Au XVIIIe siècle on disait « faire des yeux de carpe frite » en ce qui concernait des jeunes gens qui se lançaient des regards amoureux. L’expression va devenir « faire des yeux de merlan frit » et s’adresse plus aujourd’hui à ceux qui ont un regard niais.
Il n’y a aucun rapport avec le merlan, le coiffeur en argot, mais tout simplement avec le poisson qui, se retrouvant dans une poêle chaude, avait la bouche ouverte et les yeux sortis des orbites et ressemble à des bielles blanches. Le cinéma muet va accroitre cette expression quand les acteurs exagéreront les mimiques et les gros plans les faisant apparaître avec ce côté niais. En effet ces yeux extatiques, supposés symboliser une transe amoureuse, étaient franchement ridicules.

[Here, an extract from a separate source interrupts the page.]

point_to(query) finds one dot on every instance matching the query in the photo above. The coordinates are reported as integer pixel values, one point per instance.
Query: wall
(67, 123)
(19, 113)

Aujourd’hui l’expression est beaucoup consacrée à un regard niais qu’à une expression amoureuse. Tout le monde se méfie à l’ère de l’image, d’apparaître ainsi ; cela entraînerait rapidement une diffusion tout azimut sur les réseaux sociaux et risquerait de détruire l’idée que l’on se fait de la personne. Comédiens, acteurs, chanteurs n’utilisent pas cette expression du regard, sauf s’ils doivent interpréter le rôle d’un niais ; ce fut le cas d’Alvaro Vitali, un acteur italien qui avait commencé sa carrière dans le Satyricon en 1969 et qui s’est reconverti en voyeur pervers et niais dans des films crades italiens.
Mais s’il y a un domaine où ce regard niais ne pardonne pas, c’est dans la politique. Un homme politique doit être avant tout un bon comédien pour pouvoir exhorter ses futurs électeurs. Il doit pouvoir persuader et pour cela, outre ses faits et gestes, avoir un regard franc, massif, volontaire pour paraître convaincu de ce qu’il dit. Un proverbe dit que « les yeux sont le miroir de l’âme », vrai ou faux, nombreux sont ceux qui abondent en ce sens.
Pourtant nous avons rencontré un homme politique au regard franc et volontaire lorsqu’il récite son texte, mais qui, dès la tirade aboutie, semble regarder au loin la ligne bleue des Vosges et paraît insensible aux propos de ses interlocuteurs. Il s’offre alors un regard niais, un regard de merlan frit, et l’on se demande si cela est une infirmité physique ou véritablement le miroir de son âme, de sa pensée. Subitement, comme si on avait actionné un interrupteur, le verbe revient et le regard incisif de même, puis il retourne dans un aspect léthargique.
Cher lecteur, nous ne vous dirons pas de qui il s’agit ; le Ficanas étant publié, il nous adresserait son équipe de juristes qui s’empresseraient de nous traîner devant les tribunaux pour porter atteinte à son image. Et il aurait raison. En effet « Toute personne quels que soient son rang, sa naissance, sa fortune, ses fonctions présentes ou à venir, a droit au respect de sa vie privée ». Le problème chez lui est que cette expression niaise n’est pas privée, mais publique.
Vous êtes déçu ? Ne le soyez pas trop. Essayer au contraire de le fréquenter mais il est bien gardé par des hommes en noir musclés qui éloignent les importuns. Même à distance vous verrez alors ce regard qui cherche désespérément le lieu où il va pouvoir s’exprimer, et une fois, le discours récité, vous verrez apparaître ces yeux de merlan frit que la chirurgie esthétique s’est empressée de conserver.